Demnach stiegen die Schulden um 113 Milliarden Dollar (17 Prozent) im Vergleich zum vorangegangenen Haushaltsjahr an. Das Defizit entspreche 3,9 Prozent des Bruttoinlandsproduktes, im Vorjahr waren es 3,5 Prozent des BIP.

Die Staatsausgaben stiegen um drei Prozent auf 4,1 Billionen Dollar, die Einnahmen blieben bei rund 3,3 Billionen Dollar relativ stabil. Während die Ausgaben für innere Sicherheit um 35 Prozent und für das Militär um sechs Prozent stiegen, wurde für Bildung 43 Prozent weniger ausgegeben.

Senkung der Unternehmenssteuer

Wegen der deutlichen Senkung der Unternehmenssteuer sanken die Einnahmen in diesem Bereich um 22 Prozent, während die von Privathaushalten gezahlten Steuern lediglich um ein Prozent stiegen.

US-Finanzminister Steve Mnuchin erklärte, die Politik des US-Präsidenten habe den «hart arbeitenden Amerikanern» mehr Geld in die Taschen gespült. Die Regierung werde gemeinsam mit dem Kongress hart dafür arbeiten, dass das Haushaltsdefizit sinke.

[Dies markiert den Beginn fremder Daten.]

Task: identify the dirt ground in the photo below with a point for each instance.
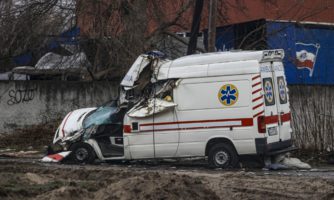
(29, 179)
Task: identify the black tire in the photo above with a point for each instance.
(223, 155)
(82, 153)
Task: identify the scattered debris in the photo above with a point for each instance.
(56, 157)
(284, 161)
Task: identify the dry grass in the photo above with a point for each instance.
(312, 116)
(31, 137)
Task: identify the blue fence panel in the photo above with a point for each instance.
(308, 51)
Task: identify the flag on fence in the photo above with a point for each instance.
(306, 55)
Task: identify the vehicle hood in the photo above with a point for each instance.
(71, 123)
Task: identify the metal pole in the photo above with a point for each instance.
(192, 45)
(212, 26)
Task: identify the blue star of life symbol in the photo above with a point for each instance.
(228, 95)
(269, 92)
(282, 91)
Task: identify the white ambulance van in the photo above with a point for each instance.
(226, 104)
(217, 105)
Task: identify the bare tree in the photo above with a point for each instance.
(27, 26)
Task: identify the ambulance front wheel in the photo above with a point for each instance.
(82, 153)
(223, 156)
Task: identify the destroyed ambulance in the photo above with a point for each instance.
(216, 105)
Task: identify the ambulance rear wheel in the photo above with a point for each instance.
(223, 156)
(82, 153)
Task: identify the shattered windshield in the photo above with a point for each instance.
(102, 115)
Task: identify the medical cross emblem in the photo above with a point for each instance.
(281, 87)
(269, 91)
(228, 95)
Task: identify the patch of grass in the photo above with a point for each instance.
(28, 190)
(31, 137)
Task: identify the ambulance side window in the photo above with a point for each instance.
(269, 93)
(283, 97)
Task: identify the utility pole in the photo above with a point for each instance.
(192, 45)
(212, 26)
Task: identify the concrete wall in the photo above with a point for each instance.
(24, 103)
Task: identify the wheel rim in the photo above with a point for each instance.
(81, 154)
(221, 158)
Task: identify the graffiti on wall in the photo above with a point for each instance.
(21, 94)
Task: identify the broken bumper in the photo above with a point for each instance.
(263, 148)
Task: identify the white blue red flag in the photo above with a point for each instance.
(306, 55)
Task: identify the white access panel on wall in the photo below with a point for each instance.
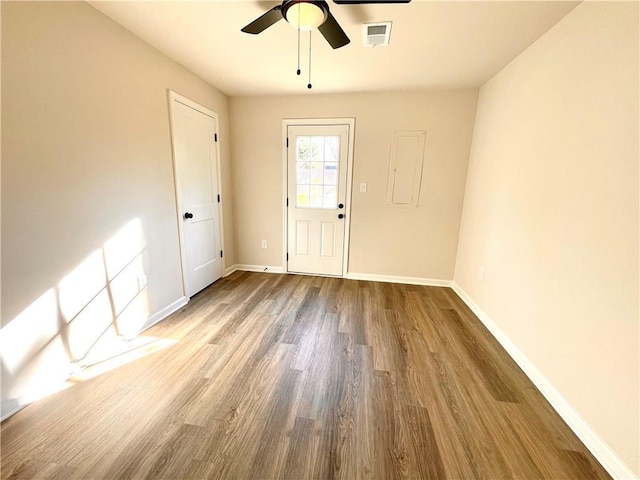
(405, 168)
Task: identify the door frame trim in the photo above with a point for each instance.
(289, 122)
(176, 97)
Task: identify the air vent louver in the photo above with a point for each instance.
(376, 34)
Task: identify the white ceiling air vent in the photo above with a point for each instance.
(376, 34)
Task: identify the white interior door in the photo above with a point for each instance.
(196, 167)
(316, 192)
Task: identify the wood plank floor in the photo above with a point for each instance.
(283, 376)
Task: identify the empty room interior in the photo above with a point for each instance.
(309, 239)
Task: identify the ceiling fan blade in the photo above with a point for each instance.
(357, 2)
(264, 21)
(333, 32)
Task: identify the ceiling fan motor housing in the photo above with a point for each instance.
(320, 6)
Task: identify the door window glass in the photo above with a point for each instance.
(317, 160)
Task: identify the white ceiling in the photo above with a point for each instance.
(434, 44)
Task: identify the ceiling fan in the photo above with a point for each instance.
(308, 15)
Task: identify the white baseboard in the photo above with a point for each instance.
(372, 277)
(259, 268)
(229, 270)
(598, 447)
(165, 312)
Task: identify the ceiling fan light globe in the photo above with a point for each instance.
(306, 16)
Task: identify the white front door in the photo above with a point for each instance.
(317, 191)
(194, 133)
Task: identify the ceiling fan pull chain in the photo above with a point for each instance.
(298, 71)
(309, 84)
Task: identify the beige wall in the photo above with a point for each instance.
(85, 151)
(417, 242)
(551, 213)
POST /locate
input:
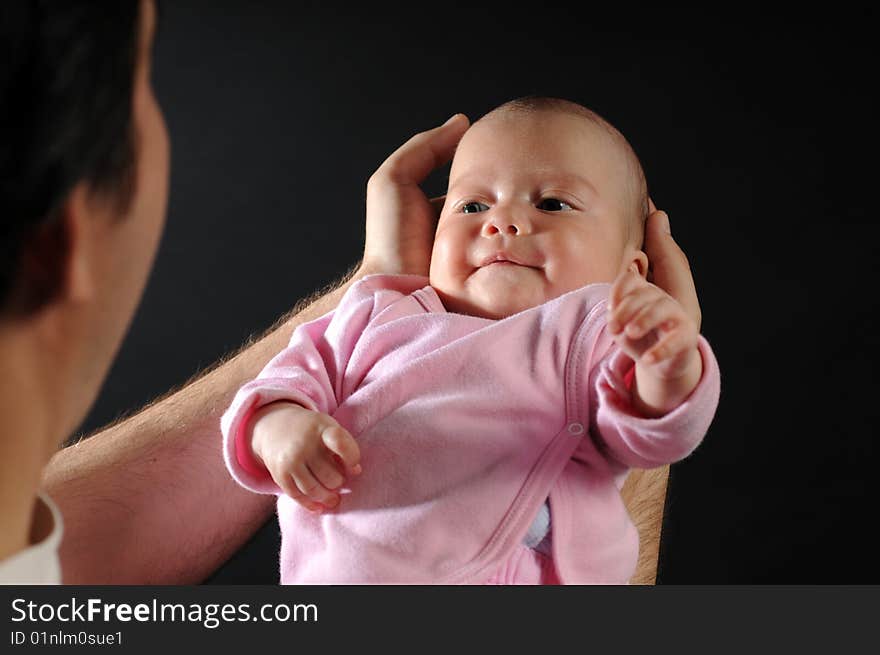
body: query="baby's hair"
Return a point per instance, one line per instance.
(636, 182)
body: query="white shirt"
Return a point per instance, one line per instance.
(38, 563)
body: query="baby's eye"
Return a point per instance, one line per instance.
(553, 205)
(474, 207)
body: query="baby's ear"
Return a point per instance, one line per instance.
(639, 264)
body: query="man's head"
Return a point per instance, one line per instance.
(544, 197)
(84, 161)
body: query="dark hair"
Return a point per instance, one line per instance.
(66, 83)
(637, 184)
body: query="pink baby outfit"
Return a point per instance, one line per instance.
(466, 425)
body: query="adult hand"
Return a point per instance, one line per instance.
(668, 265)
(400, 218)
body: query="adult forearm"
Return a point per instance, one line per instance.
(148, 501)
(644, 494)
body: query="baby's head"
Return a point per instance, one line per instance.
(544, 197)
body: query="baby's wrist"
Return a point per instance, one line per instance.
(654, 396)
(260, 430)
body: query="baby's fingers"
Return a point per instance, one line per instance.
(672, 344)
(339, 441)
(288, 486)
(309, 485)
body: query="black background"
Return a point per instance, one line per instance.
(756, 134)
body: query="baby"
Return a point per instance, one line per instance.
(477, 426)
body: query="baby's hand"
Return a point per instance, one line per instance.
(654, 329)
(306, 453)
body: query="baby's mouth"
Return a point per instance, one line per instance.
(504, 259)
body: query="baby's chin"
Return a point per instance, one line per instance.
(487, 305)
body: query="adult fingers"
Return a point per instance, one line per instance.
(629, 306)
(626, 283)
(670, 269)
(656, 314)
(412, 162)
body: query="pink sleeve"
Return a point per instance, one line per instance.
(309, 372)
(639, 442)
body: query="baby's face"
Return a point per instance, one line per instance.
(535, 208)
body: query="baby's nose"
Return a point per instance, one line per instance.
(506, 224)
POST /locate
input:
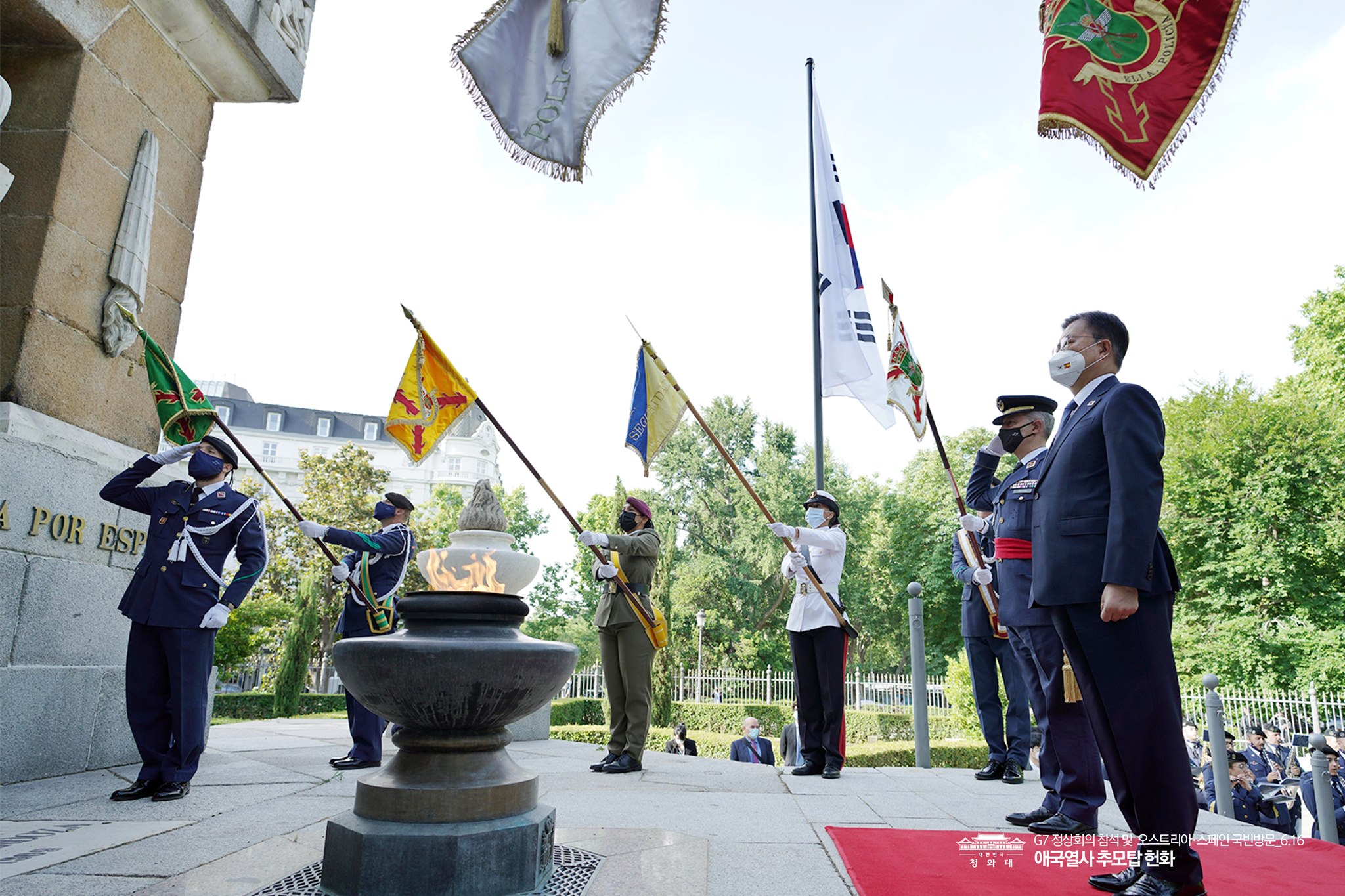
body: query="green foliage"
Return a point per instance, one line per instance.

Trump poltert weiter gegen US-Notenbank

Da die Trump-Regierung die ohnehin schon brummende US-Konjunktur trotz hoher Unternehmensgewinne und eines im historischen Vergleich sehr starken Arbeitsmarkts mit massiven Steuersenkungen weiter befeuert hat, steuert die US-Notenbank Federal Reserve (Fed) mit Zinserhöhungen einer drohenden Überhitzung entgegen. Die meisten Ökonomen halten dies für angebracht, Trump gefällt es jedoch überhaupt nicht.

«Meine grösste Bedrohung ist die Fed», sagte Trump am Dienstag (Ortszeit) dem Sender Fox Business. Die Notenbank erhöhe die Zinsen zu schnell, klagte er in dem Interview. Trump kritisiert die Fed schon seit Monaten, weil ihm die Geldpolitik nicht gefällt – er fürchtet, dass die höheren Leitzinsen die US-Wirtschaft abwürgen.

Zuletzt wurden Trumps Angriffe immer heftiger. In der vergangenen Woche hatte er die Zinsschritte der Notenbank für die schweren Verluste am US-Aktienmarkt verantwortlich gemacht und gesagt: «Ich denke, dass die Fed verrückt geworden ist.» Zudem beschwerte Trump sich abermals öffentlich über den erst seit Februar amtierenden Notenbankchef Jerome Powell, den er selbst nominiert hatte.

«Ich werde ihn nicht feuern»

In dem Interview sagte Trump nun, dass er mit Powell nicht spreche, da die Fed unabhängig sei. Der Präsident bemängelte aber erneut die Arbeit des Notenbankchefs: «Ich bin nicht glücklich mit dem, was er tut». Trump wiederholte, dass ihm das Tempo zu schnell sei, in dem die Notenbank ihre Geldpolitik straffe. Die Inflation sei weiterhin «sehr niedrig», so dass kein Zugzwang für Zinserhöhungen bestehe.

Vor wenigen Tagen hatte Trump indes schon klargestellt, trotz seines Unmuts an Powell festhalten zu wollen: «Ich werde ihn nicht feuern.» Absetzen könnte der US-Präsident den Notenbankchef wohl ohnehin nicht ohne Weiteres. Dafür dürfte nach Einschätzung von Experten deutlich mehr nötig sein als Uneinigkeit über die Geldpolitik.

Powell hatte im September nach der dritten Leitzinserhöhung in diesem Jahr die Unabhängigkeit der Währungshüter betont: «Wir berücksichtigen keine politischen Faktoren.» Die Notenbanker richteten ihre Entscheidungen ausschliesslich am Auftrag der Fed aus, die Arbeitslosigkeit niedrig und die Inflation stabil zu halten.